Предположим, что мы ударили по стержню, возбудив в нем поперечные колебания. Эти колебания будут обладать вращательной симметрией и будут эквивалентны двум различным элементарным частицам, а энергия колебаний будет определять массу частиц. Наличие вращательной симметрии (или суперсимметрии, в случае теории струн) позволяет двум элементарным частицам иметь одинаковую массу и оставаться неразличимыми во всех прочих отношениях.
Вращательную симметрию — в данном случае служащую заменой суперсимметрии — можно разрушить, согнув стержень наподобие лука. Чем сильнее мы сведем его концы, тем больше будет изгиб и тем сильнее нарушится симметрия. «После того как симметрия нарушена, по-прежнему существуют два вида колебаний, но они уже не связаны друг с другом вращательной симметрией», — говорит Хабш. Чтобы возбудить колебания в плоскости изгиба, как и раньше, требуется энергия, и чем больше величина изгиба, тем эта энергия больше. Но если толкнуть стержень в направлении, перпендикулярном плоскости изгиба, стержень придет во вращательное движение, не требующее для своего поддержания никаких затрат энергии (конечно, при условии, что затратами энергии на преодоление силы трения между концами стержня и их креплениями можно пренебречь). Иными словами, между этими двумя движениями существует разница в энергиях, или энергетическая щель, — одно из них требует затрат энергии, а второе — нет, что соответствует энергетической разнице (или разнице в массах) между безмассовой элементарной частицей и ее суперпартнером, обладающим массой, в случае разрушенной суперсимметрии.[65] Физики пытаются обнаружить признаки существования подобной энергетической щели и таким образом доказать существование обладающих массой суперсимметричных партнеров привычных нам частиц в высокоэнергетических экспериментах, приводящихся в настоящее время на Большом адронном коллайдере.
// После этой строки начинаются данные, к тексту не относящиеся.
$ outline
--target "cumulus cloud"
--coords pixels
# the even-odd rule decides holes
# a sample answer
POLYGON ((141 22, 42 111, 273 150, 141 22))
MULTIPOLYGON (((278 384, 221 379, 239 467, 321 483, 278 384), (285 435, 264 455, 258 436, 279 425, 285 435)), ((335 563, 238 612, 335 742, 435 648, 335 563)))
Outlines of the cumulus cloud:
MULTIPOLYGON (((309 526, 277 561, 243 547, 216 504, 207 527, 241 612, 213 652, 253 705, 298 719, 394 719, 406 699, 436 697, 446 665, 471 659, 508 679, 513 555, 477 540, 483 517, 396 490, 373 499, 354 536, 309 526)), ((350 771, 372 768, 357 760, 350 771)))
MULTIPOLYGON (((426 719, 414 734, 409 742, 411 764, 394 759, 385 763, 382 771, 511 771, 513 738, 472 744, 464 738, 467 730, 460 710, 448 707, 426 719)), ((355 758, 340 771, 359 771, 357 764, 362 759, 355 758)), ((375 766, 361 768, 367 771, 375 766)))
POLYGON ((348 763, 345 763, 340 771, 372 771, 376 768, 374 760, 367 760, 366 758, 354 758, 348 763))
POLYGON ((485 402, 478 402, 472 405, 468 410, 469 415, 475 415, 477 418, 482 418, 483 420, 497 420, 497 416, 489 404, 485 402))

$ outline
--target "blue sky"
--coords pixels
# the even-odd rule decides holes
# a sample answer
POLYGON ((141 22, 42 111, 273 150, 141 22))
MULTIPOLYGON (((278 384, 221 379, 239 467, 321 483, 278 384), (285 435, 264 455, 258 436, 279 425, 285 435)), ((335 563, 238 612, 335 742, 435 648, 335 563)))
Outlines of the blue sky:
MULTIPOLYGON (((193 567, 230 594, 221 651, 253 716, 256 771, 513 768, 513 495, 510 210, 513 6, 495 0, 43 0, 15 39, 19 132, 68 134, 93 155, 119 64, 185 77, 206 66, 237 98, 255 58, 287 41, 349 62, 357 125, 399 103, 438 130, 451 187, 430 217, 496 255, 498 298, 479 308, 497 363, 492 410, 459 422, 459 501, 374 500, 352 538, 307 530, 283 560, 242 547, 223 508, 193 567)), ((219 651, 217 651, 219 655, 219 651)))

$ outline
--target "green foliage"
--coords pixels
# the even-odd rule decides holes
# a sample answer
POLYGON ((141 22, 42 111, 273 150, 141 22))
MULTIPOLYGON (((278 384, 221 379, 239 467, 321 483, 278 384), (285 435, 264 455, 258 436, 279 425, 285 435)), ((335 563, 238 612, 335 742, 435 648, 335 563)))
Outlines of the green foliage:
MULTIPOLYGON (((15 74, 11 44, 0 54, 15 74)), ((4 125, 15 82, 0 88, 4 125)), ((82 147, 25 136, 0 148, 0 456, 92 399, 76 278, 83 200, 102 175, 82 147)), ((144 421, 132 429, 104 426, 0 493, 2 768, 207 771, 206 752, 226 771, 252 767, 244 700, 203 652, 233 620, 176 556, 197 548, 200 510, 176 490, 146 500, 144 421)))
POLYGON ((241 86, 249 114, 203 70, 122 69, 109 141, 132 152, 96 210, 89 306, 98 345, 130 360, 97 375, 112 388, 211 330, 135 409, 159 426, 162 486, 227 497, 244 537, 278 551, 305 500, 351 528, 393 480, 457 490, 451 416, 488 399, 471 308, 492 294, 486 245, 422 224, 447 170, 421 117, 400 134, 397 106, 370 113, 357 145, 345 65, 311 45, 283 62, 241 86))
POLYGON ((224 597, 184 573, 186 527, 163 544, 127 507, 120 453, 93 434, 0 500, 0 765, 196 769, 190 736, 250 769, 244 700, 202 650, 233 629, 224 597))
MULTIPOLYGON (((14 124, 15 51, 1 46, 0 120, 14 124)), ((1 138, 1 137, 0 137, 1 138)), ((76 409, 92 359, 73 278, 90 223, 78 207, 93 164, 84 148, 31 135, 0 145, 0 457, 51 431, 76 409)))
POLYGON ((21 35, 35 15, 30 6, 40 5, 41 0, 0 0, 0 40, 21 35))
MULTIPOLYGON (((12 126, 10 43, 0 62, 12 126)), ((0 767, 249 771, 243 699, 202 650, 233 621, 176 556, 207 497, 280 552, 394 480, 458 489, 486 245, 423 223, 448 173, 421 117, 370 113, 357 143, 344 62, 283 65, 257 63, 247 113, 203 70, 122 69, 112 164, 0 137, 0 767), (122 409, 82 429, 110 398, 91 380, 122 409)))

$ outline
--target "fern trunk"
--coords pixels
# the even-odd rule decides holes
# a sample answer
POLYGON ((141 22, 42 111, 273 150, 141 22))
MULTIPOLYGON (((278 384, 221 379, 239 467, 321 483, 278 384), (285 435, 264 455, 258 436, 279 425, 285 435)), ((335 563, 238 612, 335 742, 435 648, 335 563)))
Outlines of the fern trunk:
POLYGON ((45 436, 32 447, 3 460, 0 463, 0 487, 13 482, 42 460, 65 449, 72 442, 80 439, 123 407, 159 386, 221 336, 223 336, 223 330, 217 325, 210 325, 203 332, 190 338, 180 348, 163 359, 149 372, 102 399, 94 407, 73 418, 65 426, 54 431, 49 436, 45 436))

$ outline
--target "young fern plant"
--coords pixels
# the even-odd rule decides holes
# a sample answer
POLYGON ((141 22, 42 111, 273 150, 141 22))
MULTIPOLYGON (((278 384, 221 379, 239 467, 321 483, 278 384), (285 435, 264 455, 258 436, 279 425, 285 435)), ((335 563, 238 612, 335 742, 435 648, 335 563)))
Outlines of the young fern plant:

Если с точки зрения математика способ объединения сил и материи при помощи суперсимметрии прекрасен сам по себе, то физики-теоретики интересуются симметрией по другой причине, выходящей за пределы ее эстетически привлекательных аспектов. Без суперсимметрии теория струн становится малоосмысленной. Она начинает предсказывать немыслимые частицы типа тахионов, движущихся быстрее света и имеющих отрицательное значение квадрата массы — то есть их масса содержит в себе комплексную единицу i. Большинство физических теорий отвергают возможность существования столь странных объектов. Суперсимметрия, возможно, не нуждается в теории струн — хотя она обязана своим развитием именно этой теории — но теория струн, несомненно, очень многое приобретает за счет суперсимметрии. Суперсимметрия же, как уже говорилось выше, была именно тем понятием, которое привело физиков на порог двери, за которой скрывались многообразия Калаби-Яу.